In our most recent issue, Chicago took to the waterways, with a new look at the Asian carp threat and a spectacular photo gallery of the turn-of-the-century Chicago River. Regarding the future river, Geoffrey Johnson sat down with architect Jeanne Gang for a lengthy Q&A about her new book, Reverse Effect: Renewing Chicago’s Waterways (Johnson will lead a panel on the river featuring Gang on Wednesday, December 7 at the Notebaert Nature Museum). It lays out an ambitious plan to reverse the river and reclaim the water; the goal, for Gang, is that the river “could be brought into the city as a part of the urban fabric and connect the Bridgeport and Pilsen neighborhoods…. The whole book is looking at the barrier as a catalyst to reimagining [this part of the city].”

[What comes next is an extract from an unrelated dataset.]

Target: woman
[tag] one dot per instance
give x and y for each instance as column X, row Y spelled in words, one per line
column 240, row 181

It’s a long-held dream. Gang isn’t the first urban-design expert to grace our pages on the subject of the Chicago River; planner Robert Cassidy wrote “Our Friendless River” in 1979, a piece that inspired the Friends of the Chicago River. Cassidy describes how badly our sewage polluted the river, and how overwhelming the engineering efforts to divert it—Deep Tunnel, at three billion and counting and on pace to finish over fifty years after it began—were. The end result looks a lot like what inspires Gang about the river’s future:
Once the river’s quality is improved, its potential as a recreational and residential resource will increase dramatically. Its popularity could rival Lake Michigan’s. “The actual use of the lake is limited to people with big boats and lots of equipment,” says Walker Johnson, an architect with Holabird & Root and a lifelong sailor. But the river, he says, is “on an entirely different scale. There are a lot of people who have canoes and small boats who could use the river.”
Indeed, the river is a “blue-collar” waterway; it has long stood in the shadow of the Gold Coast image of the lakefront. Its gnarled fingers reach into the depths of the city’s working-class neighborhoods, places like Bridgeport, Ravenswood, Portage Park, and Pilsen, which have no direct access to the lake. Roughly ten percent of the city’s population lives within bicycling distance of the river.

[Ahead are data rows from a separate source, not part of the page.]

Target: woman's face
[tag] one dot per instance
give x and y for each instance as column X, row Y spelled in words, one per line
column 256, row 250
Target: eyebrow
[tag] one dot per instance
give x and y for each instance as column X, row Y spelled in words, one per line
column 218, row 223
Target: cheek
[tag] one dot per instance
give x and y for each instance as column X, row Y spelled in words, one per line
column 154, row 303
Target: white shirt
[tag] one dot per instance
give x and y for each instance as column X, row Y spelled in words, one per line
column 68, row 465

What’s the rush? It’s the aforementioned carp threat, as Gang explains:
I’ve been involved with environmental issues in Chicago from the start of my practice. Actually, my thesis when I was at Harvard was about aerating and improving the Chicago River downtown. And I’ve been building up a pretty strong working knowledge of hydrology and green infrastructure potential. The idea to reverse the flow of the river and separate the watersheds has been floated out there, and there are a number of environmental groups that support it. One reason is because of the Asian carp. For this specific project, the NRDC—Natural Resources Defense Council—pointed out the location that they had in mind.
Re-reversing the river would be an expensive and time-consuming process, as Johnson found, because the bottom of the river would have to be cleaned of heavy metals and industrial waste. The third piece, besides Deep Tunnel and the to-be-determined carp solution, is losing “the unwelcome distinction of being the only big American city that fails to disinfect its sewage,” which is due around the same time as the final part of Deep Tunnel.